Behind the cottage rose Croft Hill, sweet with ferns, with bayberries and wild roses crowding in among the lichen-crusted boulders and ribbed ledges, where gnarly, ancient apple-trees and silver birches clung. Atop the hill, a wall of mossy stones divided the living from the dead; for there the cemetery lay, its simple monuments and old, gray headstones of carven slate bearing some family names that have loomed big in history.
Along the prim box-hedge of Captain Briggs’s front garden, the village street extended. Wandering irregularly with the broken shore line, it led past time-grayed dwellings, past the schoolhouse and the white, square-steepled church, to the lobstermen’s huts, the storehouses and wharves, interspersed with “fish-flakes” that blent pungent marine odors with the fresh tang of the sea.
Old Mother Nature did her best, all along that street and in the captain’s garden, to soften those sometimes insistent odors, with her own perfumes of asters and petunias, nasturtiums, dahlias, sweet fern, and fresh, revivifying caresses of poplar, elm and pine, of sumac, buttonwood and willow.

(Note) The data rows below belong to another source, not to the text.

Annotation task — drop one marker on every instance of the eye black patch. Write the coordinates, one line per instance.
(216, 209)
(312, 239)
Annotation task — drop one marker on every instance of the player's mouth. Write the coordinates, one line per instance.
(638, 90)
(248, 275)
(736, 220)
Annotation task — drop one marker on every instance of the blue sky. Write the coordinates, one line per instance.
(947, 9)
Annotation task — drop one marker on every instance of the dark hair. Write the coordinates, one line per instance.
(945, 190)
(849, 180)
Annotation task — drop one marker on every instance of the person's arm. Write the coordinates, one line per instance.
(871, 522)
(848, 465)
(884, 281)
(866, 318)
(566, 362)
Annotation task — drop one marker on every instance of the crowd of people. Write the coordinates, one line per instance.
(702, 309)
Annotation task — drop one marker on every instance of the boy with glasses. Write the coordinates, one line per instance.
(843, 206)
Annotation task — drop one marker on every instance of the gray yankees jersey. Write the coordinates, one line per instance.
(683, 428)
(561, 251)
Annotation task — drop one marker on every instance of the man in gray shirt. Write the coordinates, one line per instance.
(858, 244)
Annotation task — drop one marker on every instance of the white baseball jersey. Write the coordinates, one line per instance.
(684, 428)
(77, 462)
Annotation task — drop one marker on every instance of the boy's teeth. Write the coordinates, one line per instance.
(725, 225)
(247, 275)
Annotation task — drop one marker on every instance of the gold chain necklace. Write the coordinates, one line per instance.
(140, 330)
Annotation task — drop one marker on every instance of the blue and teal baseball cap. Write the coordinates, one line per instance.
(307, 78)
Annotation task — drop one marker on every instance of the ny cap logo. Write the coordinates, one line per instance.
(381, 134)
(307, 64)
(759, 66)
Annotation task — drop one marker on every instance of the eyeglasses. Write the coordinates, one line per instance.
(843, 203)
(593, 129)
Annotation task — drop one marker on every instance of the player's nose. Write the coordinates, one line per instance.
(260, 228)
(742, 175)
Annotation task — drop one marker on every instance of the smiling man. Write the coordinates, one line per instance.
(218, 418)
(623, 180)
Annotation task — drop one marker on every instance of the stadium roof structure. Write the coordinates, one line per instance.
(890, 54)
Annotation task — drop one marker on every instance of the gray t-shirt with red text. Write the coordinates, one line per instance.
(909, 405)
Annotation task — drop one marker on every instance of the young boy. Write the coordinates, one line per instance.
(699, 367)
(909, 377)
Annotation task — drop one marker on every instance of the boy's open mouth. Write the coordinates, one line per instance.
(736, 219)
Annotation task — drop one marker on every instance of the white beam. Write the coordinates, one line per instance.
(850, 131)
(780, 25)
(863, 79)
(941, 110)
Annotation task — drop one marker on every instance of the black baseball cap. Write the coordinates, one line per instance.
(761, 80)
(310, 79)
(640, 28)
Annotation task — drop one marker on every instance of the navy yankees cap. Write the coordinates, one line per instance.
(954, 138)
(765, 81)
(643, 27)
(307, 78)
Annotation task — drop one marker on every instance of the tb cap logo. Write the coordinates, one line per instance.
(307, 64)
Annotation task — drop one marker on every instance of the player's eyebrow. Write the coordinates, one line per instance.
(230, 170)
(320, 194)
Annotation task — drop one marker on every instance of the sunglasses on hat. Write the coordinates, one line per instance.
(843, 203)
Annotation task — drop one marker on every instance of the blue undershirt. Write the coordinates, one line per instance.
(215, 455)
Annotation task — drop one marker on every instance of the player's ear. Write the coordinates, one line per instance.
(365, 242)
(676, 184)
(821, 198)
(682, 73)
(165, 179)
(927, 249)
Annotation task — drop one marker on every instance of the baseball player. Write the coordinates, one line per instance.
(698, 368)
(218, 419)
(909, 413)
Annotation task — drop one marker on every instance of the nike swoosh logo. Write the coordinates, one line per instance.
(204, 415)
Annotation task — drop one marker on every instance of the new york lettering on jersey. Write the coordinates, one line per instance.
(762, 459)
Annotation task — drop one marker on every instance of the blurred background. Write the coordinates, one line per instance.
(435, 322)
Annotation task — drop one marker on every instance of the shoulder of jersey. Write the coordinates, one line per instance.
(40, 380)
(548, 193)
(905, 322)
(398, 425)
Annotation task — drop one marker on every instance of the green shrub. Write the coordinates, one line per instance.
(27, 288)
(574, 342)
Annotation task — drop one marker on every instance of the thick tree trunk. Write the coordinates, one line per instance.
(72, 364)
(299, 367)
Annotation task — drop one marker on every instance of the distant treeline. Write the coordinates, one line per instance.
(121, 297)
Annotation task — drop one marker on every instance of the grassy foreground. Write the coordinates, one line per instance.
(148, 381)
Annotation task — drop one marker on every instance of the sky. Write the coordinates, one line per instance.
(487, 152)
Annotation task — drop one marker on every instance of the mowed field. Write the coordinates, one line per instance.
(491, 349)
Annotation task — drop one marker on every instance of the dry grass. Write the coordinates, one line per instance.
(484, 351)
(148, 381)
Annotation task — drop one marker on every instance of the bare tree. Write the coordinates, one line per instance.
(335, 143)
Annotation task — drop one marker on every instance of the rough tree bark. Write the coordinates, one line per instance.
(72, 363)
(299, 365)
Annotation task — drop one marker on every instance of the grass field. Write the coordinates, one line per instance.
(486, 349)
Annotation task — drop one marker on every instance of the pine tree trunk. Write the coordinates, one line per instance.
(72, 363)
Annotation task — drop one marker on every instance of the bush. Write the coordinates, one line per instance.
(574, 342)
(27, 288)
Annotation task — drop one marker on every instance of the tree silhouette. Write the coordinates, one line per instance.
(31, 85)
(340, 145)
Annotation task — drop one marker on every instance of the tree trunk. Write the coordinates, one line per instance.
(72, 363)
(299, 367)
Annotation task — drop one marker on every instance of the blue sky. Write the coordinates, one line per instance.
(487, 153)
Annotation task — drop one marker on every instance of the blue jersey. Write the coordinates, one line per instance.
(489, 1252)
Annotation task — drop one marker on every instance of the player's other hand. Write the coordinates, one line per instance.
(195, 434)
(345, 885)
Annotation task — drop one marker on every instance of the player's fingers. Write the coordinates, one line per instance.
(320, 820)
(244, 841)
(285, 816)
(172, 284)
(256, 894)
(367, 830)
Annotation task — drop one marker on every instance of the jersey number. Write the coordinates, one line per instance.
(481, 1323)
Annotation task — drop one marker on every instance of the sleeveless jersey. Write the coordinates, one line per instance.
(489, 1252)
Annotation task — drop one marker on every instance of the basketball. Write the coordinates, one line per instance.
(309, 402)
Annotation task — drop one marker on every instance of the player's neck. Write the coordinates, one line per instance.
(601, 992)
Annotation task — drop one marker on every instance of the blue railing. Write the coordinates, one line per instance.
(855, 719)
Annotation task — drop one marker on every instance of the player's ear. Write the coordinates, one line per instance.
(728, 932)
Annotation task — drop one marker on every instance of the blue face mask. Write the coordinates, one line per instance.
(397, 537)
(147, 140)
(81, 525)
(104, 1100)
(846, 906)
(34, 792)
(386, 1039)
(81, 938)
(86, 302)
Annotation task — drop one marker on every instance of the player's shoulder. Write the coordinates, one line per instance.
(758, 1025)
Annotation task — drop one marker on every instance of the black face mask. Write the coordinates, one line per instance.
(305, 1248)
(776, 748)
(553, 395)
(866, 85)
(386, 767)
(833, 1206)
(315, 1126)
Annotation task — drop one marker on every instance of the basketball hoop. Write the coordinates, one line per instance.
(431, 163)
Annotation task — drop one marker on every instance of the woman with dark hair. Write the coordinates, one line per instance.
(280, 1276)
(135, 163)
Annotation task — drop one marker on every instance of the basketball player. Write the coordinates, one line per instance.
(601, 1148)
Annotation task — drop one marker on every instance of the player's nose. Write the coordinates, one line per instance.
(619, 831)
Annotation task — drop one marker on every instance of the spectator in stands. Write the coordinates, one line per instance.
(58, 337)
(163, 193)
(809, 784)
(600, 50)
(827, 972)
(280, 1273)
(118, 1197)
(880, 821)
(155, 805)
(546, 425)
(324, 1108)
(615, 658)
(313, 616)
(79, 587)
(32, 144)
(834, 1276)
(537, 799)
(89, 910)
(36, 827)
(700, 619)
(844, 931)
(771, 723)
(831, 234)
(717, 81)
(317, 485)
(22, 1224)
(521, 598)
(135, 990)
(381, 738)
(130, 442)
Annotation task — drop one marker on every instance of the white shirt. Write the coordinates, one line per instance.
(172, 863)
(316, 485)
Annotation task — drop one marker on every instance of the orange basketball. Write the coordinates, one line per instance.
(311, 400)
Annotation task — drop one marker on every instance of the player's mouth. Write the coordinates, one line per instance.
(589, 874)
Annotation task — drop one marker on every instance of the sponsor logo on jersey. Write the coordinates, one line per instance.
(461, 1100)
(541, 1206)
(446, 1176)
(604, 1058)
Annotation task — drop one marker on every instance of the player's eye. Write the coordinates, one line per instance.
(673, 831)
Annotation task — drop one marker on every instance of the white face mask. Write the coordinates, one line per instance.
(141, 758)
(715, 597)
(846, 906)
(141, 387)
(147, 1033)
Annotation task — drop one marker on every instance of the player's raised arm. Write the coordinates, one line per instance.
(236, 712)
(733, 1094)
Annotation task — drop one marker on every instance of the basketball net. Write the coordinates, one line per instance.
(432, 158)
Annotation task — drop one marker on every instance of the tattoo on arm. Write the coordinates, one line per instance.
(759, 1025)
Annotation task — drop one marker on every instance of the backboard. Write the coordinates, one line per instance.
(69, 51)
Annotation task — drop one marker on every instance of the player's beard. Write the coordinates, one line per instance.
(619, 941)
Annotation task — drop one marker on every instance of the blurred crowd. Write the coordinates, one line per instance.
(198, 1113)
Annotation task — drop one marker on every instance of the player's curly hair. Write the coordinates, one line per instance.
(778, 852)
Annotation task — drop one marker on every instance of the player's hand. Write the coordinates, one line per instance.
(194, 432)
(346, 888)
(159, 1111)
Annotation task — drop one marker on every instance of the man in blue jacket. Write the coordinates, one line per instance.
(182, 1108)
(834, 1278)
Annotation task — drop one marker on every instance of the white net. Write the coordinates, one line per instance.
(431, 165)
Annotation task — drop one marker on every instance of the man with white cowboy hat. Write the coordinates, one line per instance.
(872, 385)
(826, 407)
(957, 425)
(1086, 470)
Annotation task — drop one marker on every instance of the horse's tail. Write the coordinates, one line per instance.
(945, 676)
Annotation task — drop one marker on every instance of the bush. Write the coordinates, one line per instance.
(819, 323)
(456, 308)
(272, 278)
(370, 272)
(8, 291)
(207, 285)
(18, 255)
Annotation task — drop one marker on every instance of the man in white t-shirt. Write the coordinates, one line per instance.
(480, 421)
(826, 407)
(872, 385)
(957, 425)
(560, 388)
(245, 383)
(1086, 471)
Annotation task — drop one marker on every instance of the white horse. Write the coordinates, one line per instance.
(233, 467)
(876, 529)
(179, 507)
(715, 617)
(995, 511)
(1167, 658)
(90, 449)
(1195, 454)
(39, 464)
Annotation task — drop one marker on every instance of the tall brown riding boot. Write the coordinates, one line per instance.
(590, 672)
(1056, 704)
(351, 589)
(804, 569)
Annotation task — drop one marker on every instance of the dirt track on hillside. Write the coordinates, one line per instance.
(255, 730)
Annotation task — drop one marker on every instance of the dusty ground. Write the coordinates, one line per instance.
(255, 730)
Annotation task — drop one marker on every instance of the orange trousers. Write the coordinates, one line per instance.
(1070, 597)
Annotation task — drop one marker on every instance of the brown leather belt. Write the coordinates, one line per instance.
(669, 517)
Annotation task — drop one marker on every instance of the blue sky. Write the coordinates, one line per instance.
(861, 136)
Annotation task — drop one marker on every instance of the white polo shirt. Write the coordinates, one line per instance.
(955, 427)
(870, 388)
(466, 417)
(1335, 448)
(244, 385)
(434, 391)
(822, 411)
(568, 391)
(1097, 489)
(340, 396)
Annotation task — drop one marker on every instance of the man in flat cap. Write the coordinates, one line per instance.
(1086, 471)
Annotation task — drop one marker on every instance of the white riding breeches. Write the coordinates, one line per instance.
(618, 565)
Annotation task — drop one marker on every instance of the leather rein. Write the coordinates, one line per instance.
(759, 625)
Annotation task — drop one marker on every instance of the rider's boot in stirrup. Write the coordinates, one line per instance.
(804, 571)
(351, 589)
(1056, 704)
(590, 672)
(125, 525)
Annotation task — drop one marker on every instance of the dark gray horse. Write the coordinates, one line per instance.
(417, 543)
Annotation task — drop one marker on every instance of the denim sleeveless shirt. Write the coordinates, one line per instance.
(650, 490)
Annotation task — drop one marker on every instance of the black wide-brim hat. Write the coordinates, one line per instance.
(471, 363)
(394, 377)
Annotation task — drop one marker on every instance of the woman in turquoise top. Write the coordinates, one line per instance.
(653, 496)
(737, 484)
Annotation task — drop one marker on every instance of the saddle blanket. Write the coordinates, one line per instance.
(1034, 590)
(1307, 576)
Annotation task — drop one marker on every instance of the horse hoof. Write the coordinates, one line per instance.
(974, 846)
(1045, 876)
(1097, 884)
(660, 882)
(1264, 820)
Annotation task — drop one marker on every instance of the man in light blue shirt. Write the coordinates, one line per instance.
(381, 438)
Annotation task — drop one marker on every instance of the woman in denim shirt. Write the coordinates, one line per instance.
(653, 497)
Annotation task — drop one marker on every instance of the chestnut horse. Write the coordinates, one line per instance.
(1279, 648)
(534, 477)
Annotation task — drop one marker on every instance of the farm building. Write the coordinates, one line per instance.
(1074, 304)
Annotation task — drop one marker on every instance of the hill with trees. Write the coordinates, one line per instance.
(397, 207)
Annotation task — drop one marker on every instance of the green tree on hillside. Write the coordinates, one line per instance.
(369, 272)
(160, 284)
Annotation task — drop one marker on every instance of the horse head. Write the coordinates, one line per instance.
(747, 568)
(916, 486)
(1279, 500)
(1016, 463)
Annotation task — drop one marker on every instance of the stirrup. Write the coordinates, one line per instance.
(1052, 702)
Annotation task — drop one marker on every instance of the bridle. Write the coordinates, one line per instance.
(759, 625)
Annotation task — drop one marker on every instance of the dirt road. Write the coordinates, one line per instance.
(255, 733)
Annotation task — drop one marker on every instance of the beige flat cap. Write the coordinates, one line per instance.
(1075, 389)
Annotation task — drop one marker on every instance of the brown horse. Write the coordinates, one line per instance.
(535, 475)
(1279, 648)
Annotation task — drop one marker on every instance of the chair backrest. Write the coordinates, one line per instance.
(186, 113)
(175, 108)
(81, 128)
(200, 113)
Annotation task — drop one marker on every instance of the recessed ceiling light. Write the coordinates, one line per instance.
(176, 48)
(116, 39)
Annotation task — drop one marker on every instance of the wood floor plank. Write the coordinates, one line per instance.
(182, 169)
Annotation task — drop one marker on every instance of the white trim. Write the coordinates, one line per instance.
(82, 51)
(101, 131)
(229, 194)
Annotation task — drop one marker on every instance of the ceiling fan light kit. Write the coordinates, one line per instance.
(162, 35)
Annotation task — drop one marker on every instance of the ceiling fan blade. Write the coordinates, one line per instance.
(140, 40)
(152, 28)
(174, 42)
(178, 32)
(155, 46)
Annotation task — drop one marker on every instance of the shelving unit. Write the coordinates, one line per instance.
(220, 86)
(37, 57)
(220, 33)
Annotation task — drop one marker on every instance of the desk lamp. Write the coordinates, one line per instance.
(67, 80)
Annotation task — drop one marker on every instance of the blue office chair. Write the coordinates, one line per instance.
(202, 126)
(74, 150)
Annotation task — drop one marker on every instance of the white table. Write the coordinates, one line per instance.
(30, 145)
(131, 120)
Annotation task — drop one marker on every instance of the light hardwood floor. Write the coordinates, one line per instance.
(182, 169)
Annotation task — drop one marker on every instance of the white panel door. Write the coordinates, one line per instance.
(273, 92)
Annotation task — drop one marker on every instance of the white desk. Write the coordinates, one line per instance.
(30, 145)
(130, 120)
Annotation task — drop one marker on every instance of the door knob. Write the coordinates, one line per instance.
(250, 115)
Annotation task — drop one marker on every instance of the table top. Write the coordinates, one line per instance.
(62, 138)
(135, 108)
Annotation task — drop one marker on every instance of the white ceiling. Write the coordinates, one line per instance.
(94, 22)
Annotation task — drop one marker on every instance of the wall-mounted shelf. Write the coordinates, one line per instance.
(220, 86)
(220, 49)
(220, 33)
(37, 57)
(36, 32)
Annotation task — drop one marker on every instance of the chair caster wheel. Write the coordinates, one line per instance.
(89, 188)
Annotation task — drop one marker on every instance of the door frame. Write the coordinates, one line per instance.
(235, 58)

With certain westerly breezes—breezes that bore to Snug Haven the sad, slow chant of the whistling buoy on Graves Shoal and the tolling of the bell buoy on the Shallows—oakum and tar, pitch, salt and fish had the best of it in South Endicutt. But with a shift to landward, apple-tree, mignonette and phlox and other blooms marshalled victorious essences; and the little village by the lip of the sea grew sweet and warm as the breast of a young girl who dreams.